Friday, August 04, 2017

Worship, and life

This summer I’ve read a couple of books on the subject of worship – Worshipping with Calvin by Terry L. Johnson, and The God We Worship by Nicholas Wolterstorff.  They are very different books, with rather different agendas, although both are coming from a broadly Reformed theological point of view.  The subtitles give a clue!  Johnson’s book is subtitled Recovering the Historic Ministry and Worship of Reformed Protestantism, and it is exactly what the First Crusade would be if the First Crusade had been a book about worship rather than a military campaign in the Levant; Wolterstorff, on the other hand, offers An exploration of liturgical theology, and is much more tentative in tone and expansive in message.  Johnson wants us to change our worship, back to an earlier and in his view more biblical model; Wolterstorff just wants us to reflect a bit more on what it is we’re doing in worship and what it implicitly says about our view of God.

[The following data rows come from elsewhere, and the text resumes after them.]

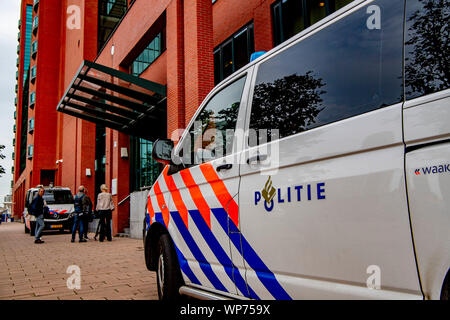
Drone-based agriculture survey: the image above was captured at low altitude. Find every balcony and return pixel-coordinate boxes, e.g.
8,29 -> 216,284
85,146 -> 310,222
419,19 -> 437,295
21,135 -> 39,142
32,15 -> 38,35
31,66 -> 37,84
29,92 -> 36,109
28,118 -> 35,134
27,145 -> 33,159
33,0 -> 39,12
31,40 -> 38,59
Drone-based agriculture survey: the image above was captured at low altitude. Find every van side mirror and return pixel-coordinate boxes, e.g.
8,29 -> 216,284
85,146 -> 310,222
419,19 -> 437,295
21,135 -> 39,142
152,139 -> 174,165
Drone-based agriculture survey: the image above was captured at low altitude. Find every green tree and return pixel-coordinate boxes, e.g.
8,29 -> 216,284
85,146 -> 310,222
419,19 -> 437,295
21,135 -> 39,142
0,145 -> 5,177
405,0 -> 449,97
250,72 -> 326,140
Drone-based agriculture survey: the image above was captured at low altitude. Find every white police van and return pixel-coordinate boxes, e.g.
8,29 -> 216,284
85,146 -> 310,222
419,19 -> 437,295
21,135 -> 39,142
24,186 -> 75,235
143,0 -> 449,300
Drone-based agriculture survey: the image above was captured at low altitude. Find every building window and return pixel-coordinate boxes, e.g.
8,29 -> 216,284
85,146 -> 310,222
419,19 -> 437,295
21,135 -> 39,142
29,91 -> 35,107
32,15 -> 38,34
31,65 -> 37,82
95,125 -> 106,201
131,31 -> 165,76
27,145 -> 33,159
272,0 -> 354,46
214,23 -> 254,85
130,137 -> 161,191
23,5 -> 33,84
107,0 -> 117,14
28,118 -> 35,133
98,0 -> 128,53
31,40 -> 38,56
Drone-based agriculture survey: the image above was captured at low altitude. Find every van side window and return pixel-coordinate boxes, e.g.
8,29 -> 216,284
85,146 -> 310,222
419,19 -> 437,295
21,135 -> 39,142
249,0 -> 403,143
180,76 -> 247,167
405,0 -> 449,100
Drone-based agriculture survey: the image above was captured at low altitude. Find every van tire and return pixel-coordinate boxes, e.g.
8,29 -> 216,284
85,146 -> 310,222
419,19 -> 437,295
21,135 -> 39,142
156,233 -> 183,300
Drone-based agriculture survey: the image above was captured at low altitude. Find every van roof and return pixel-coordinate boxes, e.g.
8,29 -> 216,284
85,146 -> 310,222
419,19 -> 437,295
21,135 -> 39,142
27,187 -> 72,192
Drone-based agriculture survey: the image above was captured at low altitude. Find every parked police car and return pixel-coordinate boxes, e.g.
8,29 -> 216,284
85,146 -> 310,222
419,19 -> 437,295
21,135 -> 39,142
143,0 -> 449,300
24,186 -> 75,235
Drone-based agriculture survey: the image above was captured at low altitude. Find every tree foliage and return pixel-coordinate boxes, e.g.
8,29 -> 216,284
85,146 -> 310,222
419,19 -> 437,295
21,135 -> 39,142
405,0 -> 449,97
250,72 -> 326,140
0,145 -> 5,177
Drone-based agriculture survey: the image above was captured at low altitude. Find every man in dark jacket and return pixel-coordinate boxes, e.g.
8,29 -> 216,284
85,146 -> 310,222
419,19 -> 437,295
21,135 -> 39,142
30,186 -> 45,244
72,186 -> 89,243
81,188 -> 93,240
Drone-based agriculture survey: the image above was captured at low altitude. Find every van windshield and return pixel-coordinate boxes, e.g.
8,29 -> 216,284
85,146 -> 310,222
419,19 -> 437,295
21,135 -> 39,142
43,190 -> 74,205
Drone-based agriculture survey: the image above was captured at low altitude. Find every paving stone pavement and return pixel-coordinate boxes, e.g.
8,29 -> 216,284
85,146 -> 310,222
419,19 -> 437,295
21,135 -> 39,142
0,222 -> 158,300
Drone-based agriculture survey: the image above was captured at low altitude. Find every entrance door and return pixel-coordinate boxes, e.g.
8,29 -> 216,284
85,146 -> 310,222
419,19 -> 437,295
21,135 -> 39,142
40,170 -> 55,187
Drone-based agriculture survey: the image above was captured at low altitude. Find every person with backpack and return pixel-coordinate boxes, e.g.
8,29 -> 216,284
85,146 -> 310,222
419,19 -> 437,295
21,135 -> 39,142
71,186 -> 89,243
30,186 -> 46,244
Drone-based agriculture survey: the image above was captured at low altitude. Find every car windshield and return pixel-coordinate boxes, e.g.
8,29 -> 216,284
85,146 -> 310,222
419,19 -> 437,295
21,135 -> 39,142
43,190 -> 74,204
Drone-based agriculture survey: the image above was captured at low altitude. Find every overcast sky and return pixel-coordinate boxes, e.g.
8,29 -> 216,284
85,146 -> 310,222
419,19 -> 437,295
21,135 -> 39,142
0,0 -> 20,206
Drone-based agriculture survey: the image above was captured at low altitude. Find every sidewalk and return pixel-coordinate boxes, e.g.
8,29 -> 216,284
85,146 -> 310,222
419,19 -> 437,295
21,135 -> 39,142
0,222 -> 158,300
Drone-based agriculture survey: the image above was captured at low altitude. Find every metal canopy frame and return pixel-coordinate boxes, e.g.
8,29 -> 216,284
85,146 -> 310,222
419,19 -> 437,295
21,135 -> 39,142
57,60 -> 167,141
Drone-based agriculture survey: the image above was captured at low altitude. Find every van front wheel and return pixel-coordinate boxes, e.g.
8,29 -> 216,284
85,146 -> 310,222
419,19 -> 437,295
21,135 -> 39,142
156,233 -> 183,300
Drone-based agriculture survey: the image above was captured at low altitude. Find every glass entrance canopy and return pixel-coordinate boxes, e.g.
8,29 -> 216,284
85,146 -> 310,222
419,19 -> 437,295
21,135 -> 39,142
57,60 -> 167,141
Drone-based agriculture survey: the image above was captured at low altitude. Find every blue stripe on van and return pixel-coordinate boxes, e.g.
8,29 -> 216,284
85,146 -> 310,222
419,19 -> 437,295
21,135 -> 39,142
173,244 -> 201,285
150,212 -> 200,285
211,208 -> 292,300
188,209 -> 259,299
169,211 -> 228,293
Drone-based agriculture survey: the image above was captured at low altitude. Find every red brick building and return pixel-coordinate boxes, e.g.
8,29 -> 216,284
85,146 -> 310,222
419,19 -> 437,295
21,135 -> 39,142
13,0 -> 352,234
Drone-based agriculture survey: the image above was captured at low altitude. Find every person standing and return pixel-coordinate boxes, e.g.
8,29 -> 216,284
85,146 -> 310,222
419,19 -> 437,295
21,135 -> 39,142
71,186 -> 88,243
30,186 -> 46,244
81,188 -> 93,240
96,184 -> 114,242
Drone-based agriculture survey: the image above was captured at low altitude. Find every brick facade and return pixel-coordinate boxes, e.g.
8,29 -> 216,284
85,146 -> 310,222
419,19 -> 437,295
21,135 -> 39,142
13,0 -> 279,234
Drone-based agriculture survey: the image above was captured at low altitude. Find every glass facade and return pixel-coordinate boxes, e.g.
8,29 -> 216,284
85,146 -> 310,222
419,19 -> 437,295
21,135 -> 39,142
130,137 -> 161,191
23,5 -> 33,84
98,0 -> 128,53
131,32 -> 165,76
95,125 -> 106,200
272,0 -> 353,46
214,23 -> 254,85
19,6 -> 33,174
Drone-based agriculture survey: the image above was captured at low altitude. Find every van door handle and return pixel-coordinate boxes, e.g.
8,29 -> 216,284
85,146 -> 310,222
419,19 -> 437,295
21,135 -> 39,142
247,154 -> 268,164
216,164 -> 233,172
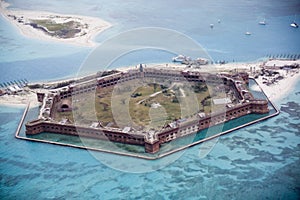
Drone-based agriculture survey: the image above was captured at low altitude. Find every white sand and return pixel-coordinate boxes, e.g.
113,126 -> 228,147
256,70 -> 300,103
0,0 -> 112,47
213,61 -> 300,103
1,57 -> 299,107
0,90 -> 40,107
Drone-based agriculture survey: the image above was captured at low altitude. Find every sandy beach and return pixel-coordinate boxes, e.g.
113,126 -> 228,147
0,90 -> 40,107
211,60 -> 300,103
0,59 -> 299,107
168,60 -> 299,103
0,0 -> 112,47
256,69 -> 300,103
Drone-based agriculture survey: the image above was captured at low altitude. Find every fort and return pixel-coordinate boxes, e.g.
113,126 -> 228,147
25,64 -> 269,154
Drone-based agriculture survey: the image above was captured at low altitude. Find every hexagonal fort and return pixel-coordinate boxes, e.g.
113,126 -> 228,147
26,65 -> 269,154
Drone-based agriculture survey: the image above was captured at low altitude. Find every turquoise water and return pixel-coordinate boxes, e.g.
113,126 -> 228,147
0,0 -> 300,199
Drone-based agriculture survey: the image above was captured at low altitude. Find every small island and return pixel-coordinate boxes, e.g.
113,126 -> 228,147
0,0 -> 111,46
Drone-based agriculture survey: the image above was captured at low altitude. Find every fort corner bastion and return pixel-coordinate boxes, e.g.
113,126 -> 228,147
25,65 -> 269,154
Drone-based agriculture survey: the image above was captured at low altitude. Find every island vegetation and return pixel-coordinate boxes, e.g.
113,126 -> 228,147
28,19 -> 85,39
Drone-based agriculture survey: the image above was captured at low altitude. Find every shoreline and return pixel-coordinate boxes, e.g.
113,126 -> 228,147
0,90 -> 40,108
256,70 -> 300,103
204,60 -> 300,103
0,0 -> 112,47
1,59 -> 299,107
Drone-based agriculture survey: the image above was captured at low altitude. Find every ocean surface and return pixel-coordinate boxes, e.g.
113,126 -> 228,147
0,0 -> 300,199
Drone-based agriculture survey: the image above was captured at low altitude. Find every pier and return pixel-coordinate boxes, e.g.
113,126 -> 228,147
0,79 -> 29,95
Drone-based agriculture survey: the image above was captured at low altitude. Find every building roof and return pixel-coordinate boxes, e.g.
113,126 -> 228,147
213,98 -> 232,105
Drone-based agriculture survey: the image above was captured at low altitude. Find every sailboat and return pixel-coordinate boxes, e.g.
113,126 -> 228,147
259,19 -> 266,25
245,25 -> 252,35
290,21 -> 298,28
245,28 -> 251,35
290,15 -> 299,28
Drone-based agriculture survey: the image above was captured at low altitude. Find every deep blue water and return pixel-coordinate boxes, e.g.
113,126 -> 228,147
0,0 -> 300,199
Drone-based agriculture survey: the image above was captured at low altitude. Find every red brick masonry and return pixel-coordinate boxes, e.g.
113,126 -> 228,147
26,68 -> 269,153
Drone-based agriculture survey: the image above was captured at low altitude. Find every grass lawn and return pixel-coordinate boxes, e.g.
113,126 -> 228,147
53,81 -> 232,130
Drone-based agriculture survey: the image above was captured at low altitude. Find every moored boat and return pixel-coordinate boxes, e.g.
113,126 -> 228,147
259,19 -> 266,25
290,21 -> 299,28
172,55 -> 191,63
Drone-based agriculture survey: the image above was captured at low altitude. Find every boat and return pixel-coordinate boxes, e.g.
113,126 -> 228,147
172,55 -> 190,63
259,19 -> 266,25
245,31 -> 251,35
290,21 -> 298,28
195,58 -> 209,65
290,15 -> 299,28
210,23 -> 214,28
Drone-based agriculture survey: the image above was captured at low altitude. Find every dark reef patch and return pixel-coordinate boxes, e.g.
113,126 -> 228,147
280,101 -> 300,119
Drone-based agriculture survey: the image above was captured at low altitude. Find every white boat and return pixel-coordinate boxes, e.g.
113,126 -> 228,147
290,21 -> 299,28
195,58 -> 209,65
259,19 -> 266,25
245,31 -> 251,35
172,55 -> 190,63
210,23 -> 214,28
290,15 -> 299,28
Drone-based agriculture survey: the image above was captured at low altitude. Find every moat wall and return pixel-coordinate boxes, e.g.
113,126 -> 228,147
26,100 -> 268,153
26,68 -> 269,154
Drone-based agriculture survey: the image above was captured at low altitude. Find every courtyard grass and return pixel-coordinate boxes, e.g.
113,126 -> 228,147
53,81 -> 230,130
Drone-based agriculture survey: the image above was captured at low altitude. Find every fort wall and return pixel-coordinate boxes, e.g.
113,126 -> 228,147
26,120 -> 145,146
26,67 -> 269,154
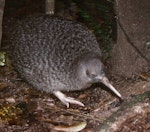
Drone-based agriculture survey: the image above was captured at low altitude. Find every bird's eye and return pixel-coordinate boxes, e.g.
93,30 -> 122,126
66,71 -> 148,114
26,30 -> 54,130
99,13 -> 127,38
90,74 -> 96,78
86,70 -> 90,76
86,70 -> 96,78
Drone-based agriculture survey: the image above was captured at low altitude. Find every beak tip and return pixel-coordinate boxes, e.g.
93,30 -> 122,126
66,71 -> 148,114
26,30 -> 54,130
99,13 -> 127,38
101,76 -> 122,99
118,93 -> 122,99
119,94 -> 124,100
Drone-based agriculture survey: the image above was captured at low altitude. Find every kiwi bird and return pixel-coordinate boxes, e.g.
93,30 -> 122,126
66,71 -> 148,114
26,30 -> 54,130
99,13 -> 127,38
3,15 -> 122,107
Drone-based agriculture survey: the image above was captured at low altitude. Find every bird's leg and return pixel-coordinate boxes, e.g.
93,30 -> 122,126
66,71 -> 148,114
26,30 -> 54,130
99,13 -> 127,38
53,91 -> 84,108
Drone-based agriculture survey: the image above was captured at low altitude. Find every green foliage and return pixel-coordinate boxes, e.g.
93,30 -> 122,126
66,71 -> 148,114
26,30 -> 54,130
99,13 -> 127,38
75,0 -> 115,58
146,41 -> 150,49
0,103 -> 24,125
0,51 -> 6,66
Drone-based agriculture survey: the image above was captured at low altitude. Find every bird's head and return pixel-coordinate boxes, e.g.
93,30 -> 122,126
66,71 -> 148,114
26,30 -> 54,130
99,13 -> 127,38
75,54 -> 122,98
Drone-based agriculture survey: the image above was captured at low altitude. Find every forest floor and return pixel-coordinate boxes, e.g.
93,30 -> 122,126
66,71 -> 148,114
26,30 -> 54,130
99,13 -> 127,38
0,0 -> 150,131
0,62 -> 150,132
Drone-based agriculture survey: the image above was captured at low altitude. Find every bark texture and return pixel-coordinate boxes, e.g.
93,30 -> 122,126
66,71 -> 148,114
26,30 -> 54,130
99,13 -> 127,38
111,0 -> 150,77
0,0 -> 5,47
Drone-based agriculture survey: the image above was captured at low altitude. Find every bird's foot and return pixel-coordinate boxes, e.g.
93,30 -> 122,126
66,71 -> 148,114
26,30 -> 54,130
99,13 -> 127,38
53,91 -> 84,108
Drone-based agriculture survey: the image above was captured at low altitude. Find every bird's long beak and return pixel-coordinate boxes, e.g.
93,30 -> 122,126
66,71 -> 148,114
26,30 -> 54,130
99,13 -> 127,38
100,76 -> 122,98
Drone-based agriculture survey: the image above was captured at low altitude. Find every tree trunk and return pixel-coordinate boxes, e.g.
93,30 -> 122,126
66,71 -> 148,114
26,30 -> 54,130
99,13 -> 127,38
0,0 -> 5,47
45,0 -> 55,15
111,0 -> 150,77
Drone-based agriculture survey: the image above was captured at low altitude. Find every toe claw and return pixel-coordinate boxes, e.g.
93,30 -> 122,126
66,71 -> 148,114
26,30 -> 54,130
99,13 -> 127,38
65,97 -> 84,107
53,91 -> 84,108
66,102 -> 69,108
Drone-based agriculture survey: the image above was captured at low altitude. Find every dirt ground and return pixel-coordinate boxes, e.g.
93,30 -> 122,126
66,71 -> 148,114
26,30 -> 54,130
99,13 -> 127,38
0,0 -> 150,131
0,60 -> 150,131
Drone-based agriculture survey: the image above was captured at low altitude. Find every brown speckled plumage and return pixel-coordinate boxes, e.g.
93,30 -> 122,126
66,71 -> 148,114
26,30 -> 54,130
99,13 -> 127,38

Both books were interesting in their different ways, and I will probably have more to say about each of them over the next few weeks.  One thing they have very much in common, which is interesting for me as someone who has inhabited a particular brand of evangelicalism for some years, is the rejection of the idea that all of life is worship.  Here is Wolterstorff:
It is sometimes said that the Christian life as a whole is, or should be, worship.  In this chapter I have assumed that this is not true.  The Christian life as a whole is, or should be, an acknowledgement of who God is and of what God has done, is doing, and will do – an acknowledgement of God’s surpassing excellence.  I have argued that worship has an orientation that sets it off from our work in the world, namely a Godward orientation.  Of course it is open to a writer to declare that he will use the word “worship” to cover everything [in the Christian life].  But that leaves us needing some other word to pick out what I have called worship…  And it has been my experience that those who declare that all of life is worship almost always downplay the importance of what I am calling worship…  (p39-40)
I agree with Wolterstorff – it is an unhelpful thing to label everything as worship.  It removes a level of meaning from the word, and leaves us with only clumsy formulations to explain what it is we do on a Sunday (‘corporate worship’, ‘sung worship’).  In my experience, he is right that those who talk a lot about all of life being worship implicitly denigrate this corporate worship – or at least, I don’t see much joyful expression of adoration in those churches, compared to those which talk about the purpose of a Sunday gathering in terms of offering worship to God.

I’d want to ask another question as well: does declaring that all of life is worship (and therefore at least implicitly that there is nothing very special about the gathering of God’s people to worship) actually lead to a more worship-ful approach to life?  Or might it be that the recognition of worship as a particular, distinctive activity leads to a life that is more full of worship Monday through Saturday?  This is analogous to discussions of the Sabbath, something which I note with some discomfort as a non-Sabbatarian.  But it is at least a question to be asked: has our declaration that we now have rest in Jesus every day and therefore don’t need to observe the Sabbath actually made our lives more restful, or less?  I have a feeling I know the answer, and I’m not sure I will like it.

One thing I take away from these very different books is the need for more God-oriented, adoration-filled gatherings of God’s people to offer worship – in all the forms which that takes, including praise, thanksgiving, confession, intercession, listening.  To come into God’s presence and worship.  How lovely is your dwelling place, O LORD of hosts!